ゲームでこれだけの緊張感を出せるってなかなかないし、ゲームバランスも素晴らしい。カードの引き運もあるにせよ、勝つも負けるも終始ギリギリだ。イベリアに限らず、名作・傑作と呼ばれる作品は、相当テストプレイされているのだろう。感服する。

 

 

という感じで、今年のマイボドゲ大賞は以上の7作品。ざっと見渡すと、ほとんどがユーロゲームでうち4作品がワーカープレイスメント。今の海外ボドゲの潮流をいってる?まぁ、改めて「戦略系」「重量級」「協力系」「インタラクション系」が好きなんだということがよく分る。

特に上位三作品は、オールタイムベストと言って良いと思う。これからも時間とタイミングが合えばプレイすることになるんだろうね。

 

コロナ禍もあって、ボドゲが流行りつつあるといったニュースや話題を今年はよく聞いた。確かにハンズや書店でもボドゲコーナーができてたり。これを機に海外ボドゲ人口が増え、いいコミュニケーションの場が増えるといいと思う。

実際、今年一緒にプレイしたクライアント先の社長が「ウチの家族はバラバラだから、ボドゲは家族が一緒になれるいいツールになるのでは」と強い興味を示してくれた。
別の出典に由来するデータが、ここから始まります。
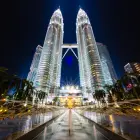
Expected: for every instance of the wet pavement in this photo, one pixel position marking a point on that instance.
(24, 124)
(73, 127)
(127, 126)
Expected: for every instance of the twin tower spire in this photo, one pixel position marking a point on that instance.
(57, 16)
(49, 70)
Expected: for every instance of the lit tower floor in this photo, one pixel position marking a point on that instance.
(80, 128)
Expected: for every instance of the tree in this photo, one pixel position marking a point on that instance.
(99, 96)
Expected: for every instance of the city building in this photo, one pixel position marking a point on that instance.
(95, 65)
(34, 65)
(132, 67)
(108, 70)
(91, 76)
(48, 74)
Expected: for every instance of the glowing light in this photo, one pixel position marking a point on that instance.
(134, 109)
(72, 87)
(68, 87)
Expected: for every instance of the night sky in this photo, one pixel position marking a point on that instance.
(23, 25)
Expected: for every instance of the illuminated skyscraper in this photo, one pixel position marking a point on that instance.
(34, 65)
(48, 74)
(109, 73)
(91, 76)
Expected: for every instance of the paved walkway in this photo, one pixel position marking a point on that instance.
(80, 129)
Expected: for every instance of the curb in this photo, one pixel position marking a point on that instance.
(36, 131)
(106, 132)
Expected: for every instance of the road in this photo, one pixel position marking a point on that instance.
(80, 129)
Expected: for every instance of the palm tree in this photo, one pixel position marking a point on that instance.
(99, 96)
(41, 96)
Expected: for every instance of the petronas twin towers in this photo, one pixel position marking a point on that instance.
(48, 73)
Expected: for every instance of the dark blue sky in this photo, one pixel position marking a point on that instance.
(24, 24)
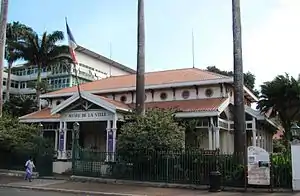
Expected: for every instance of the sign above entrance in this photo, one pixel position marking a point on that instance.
(91, 115)
(258, 166)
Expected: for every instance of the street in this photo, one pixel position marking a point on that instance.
(23, 192)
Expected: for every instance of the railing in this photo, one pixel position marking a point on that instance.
(182, 167)
(229, 125)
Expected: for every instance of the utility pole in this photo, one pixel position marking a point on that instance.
(140, 74)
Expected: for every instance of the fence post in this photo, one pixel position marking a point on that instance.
(75, 145)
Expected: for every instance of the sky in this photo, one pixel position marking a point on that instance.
(270, 31)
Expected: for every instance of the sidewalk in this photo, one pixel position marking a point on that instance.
(90, 188)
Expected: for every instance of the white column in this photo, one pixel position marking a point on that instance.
(217, 137)
(107, 132)
(56, 140)
(60, 148)
(253, 132)
(210, 141)
(253, 137)
(65, 139)
(114, 130)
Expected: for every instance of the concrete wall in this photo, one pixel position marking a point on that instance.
(169, 92)
(105, 68)
(60, 167)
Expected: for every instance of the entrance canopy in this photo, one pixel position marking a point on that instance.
(84, 107)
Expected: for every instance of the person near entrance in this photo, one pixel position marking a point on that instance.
(29, 165)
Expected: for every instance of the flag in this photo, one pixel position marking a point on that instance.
(72, 44)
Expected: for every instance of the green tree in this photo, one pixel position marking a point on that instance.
(249, 78)
(279, 146)
(14, 32)
(157, 130)
(18, 141)
(20, 105)
(140, 75)
(281, 97)
(19, 137)
(44, 52)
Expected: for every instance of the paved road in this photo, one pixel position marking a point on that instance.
(23, 192)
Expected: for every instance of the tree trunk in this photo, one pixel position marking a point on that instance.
(38, 87)
(8, 81)
(240, 135)
(140, 75)
(4, 10)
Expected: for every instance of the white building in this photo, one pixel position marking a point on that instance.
(92, 66)
(197, 94)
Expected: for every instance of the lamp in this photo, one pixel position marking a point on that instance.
(40, 128)
(76, 130)
(295, 130)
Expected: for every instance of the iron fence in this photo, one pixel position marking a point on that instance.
(16, 161)
(183, 167)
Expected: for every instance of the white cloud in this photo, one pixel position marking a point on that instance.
(272, 46)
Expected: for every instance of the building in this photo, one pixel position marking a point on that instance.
(92, 66)
(100, 110)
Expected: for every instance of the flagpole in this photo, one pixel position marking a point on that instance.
(74, 61)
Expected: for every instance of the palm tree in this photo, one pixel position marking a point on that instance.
(239, 112)
(4, 10)
(140, 75)
(14, 33)
(43, 52)
(281, 98)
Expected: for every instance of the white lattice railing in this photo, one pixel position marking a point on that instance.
(66, 155)
(229, 125)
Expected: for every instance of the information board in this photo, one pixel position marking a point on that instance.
(258, 166)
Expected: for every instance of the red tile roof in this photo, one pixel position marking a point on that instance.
(196, 105)
(42, 114)
(151, 78)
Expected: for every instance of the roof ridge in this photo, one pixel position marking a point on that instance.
(216, 74)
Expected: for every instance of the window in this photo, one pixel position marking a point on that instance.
(163, 96)
(123, 98)
(23, 85)
(209, 92)
(185, 94)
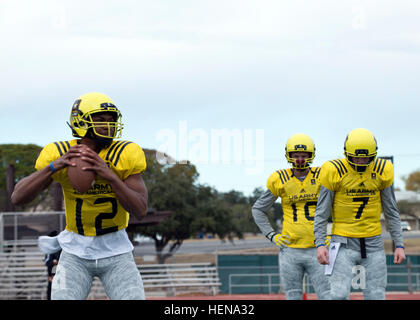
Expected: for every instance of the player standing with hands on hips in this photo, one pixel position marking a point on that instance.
(101, 181)
(355, 190)
(298, 188)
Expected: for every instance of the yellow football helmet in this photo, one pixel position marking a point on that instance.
(300, 143)
(360, 143)
(87, 105)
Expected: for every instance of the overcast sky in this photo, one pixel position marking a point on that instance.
(187, 74)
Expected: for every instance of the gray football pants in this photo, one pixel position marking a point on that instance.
(119, 275)
(368, 274)
(294, 263)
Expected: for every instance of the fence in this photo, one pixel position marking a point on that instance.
(259, 274)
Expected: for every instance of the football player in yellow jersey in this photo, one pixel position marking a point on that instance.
(94, 242)
(354, 191)
(298, 188)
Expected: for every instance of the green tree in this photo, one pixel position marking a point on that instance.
(22, 157)
(412, 181)
(196, 208)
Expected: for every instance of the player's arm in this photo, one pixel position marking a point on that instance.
(322, 213)
(260, 210)
(28, 188)
(131, 193)
(393, 222)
来年はサクッとできる軽量級ももっとプレイし、気に入ったものは周り(クライアント含む(笑))に紹介していきたい。そしてウチでクローズ会も開きたいと思っている。(今年はゲーミングテーブルを買ってしまったし)

そうできることを祈りつつ、そして何より、今年一緒にプレイしてくれた人に感謝だ。